Places of Power Within the Pony Wars

by Wings of Black Glass


The Dragons of the Wyvernspine

If one were to try and avoid crossing the Twilight Lands, the options are either to go far to the north or far to the south. Most choose the northern route, as the southern is even worse than the Twilight Lands. South and southwest of the Twilight Lands are the imposing peaks of the Wyvernspine Mountains. Too high to fly over and too steep to climb; only a few passes are open even in summer, and even those are treacherous. The trek is long and arduous, the paths ravaged by rockfalls and high winds. Pony settlements are non-existent, aside from a few haggard mountaineers.
Even if you can cross the highest mountains, the terrain in the south is inhospitable to Pony life. The isolated valleys receive very little rainfall, the clouds blocked by the surrounding high peaks. The snow-pack melt-water lakes are brackish due to the metals and salts in the soil and make poor drinking or water sources for irrigation. Most of the mountains themselves are too cold for Ponies, and the lowlands between mountain ranges are too hot and dry. It’s a brutal and often deadly place for Ponies to live.
For Dragons, however, it’s nearly ideal. Nearly everything that makes life harder on a Pony is preferable for the scaled creatures. They ride the high winds up to cliff-side caves and spires of stone, subsist on hardy lowlands animals and mountain goats, and the mineral-dense waters are suitable for soaking scales in. Even the bracing frigid air of the peaks and hot winds of the lowlands are extremes they enjoy.
For the most part, the Dragons simply do not care about the world beyond their borders. Pony lands lack the interest of the mountains, and Ponies make few goods that the Dragons require or desire. This is fine with most Pony nations, as Dragons are large, physically mighty, and challenging to kill. However, little interest is not no attention, and the Dragons do observe their neighbors’ activities. They even send diplomats, on occasion, to monitor and inform. It is easier to be left alone when they know you mean no harm.

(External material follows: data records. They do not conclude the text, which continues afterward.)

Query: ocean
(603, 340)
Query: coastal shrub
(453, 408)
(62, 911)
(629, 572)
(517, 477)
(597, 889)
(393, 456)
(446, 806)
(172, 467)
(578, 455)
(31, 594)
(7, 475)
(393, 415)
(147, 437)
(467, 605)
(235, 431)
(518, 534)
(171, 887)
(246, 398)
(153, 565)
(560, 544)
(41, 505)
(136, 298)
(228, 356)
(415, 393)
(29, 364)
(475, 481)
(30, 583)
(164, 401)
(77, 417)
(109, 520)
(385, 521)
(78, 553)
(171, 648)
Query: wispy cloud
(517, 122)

Although Dragons appear simple or primitive, as they do not have much use for large structures or massive organized agricultural systems, they are far from simplistic animals. Dragon culture is a deeply philosophical one, albeit one which few Ponies would understand. They follow a complex hierarchy of rituals and laws that determine one’s social standing. While larger and stronger Dragons tend to sit higher in this social system, well-thought-out verbal rhetoric is respected as solid arms and wings. Arguments and disputes are as often resolved via courts and debates as they are by contests of strength.

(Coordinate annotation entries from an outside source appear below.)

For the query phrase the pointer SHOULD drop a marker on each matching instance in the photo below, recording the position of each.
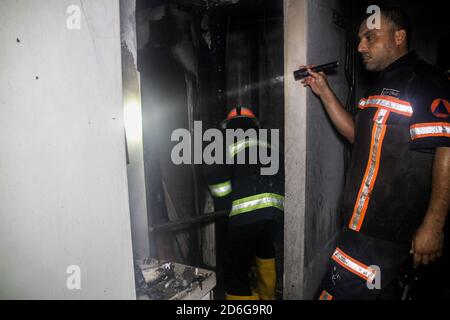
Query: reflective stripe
(259, 201)
(391, 104)
(237, 147)
(353, 265)
(325, 296)
(433, 129)
(362, 201)
(221, 189)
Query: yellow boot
(233, 297)
(266, 275)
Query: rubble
(159, 280)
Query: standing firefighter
(256, 204)
(397, 192)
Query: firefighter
(397, 191)
(256, 203)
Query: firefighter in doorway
(397, 192)
(256, 205)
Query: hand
(317, 81)
(427, 244)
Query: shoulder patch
(440, 108)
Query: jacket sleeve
(430, 123)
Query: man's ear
(400, 37)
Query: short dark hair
(399, 19)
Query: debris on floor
(156, 280)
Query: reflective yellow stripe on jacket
(259, 201)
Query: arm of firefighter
(342, 120)
(429, 238)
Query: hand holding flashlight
(317, 81)
(303, 71)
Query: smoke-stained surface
(198, 60)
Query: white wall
(63, 187)
(295, 51)
(133, 127)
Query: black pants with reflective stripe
(244, 242)
(388, 257)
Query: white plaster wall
(63, 183)
(133, 127)
(295, 51)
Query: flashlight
(303, 73)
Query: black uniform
(399, 123)
(256, 204)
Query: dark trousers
(244, 242)
(356, 252)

Draconic leadership has a problem; in recent decades, the population has slowly risen to the point of straining their ecosystem. There simply isn’t enough grazing land for the large herds needed to feed all the Dragons hatched in the coming years. They know this and are already working to overcome the problem. Their first mitigation efforts focused on more sharply organizing their feed herds and actually developing the agriculture needed to feed those animals. With the poor soils, this will prove to be insufficient, and they know it.
With their lands reaching capacity in the coming decades, Draconic leadership turns their eyes towards more fertile regions where crops for livestock grow in abundance—places currently populated by Ponies.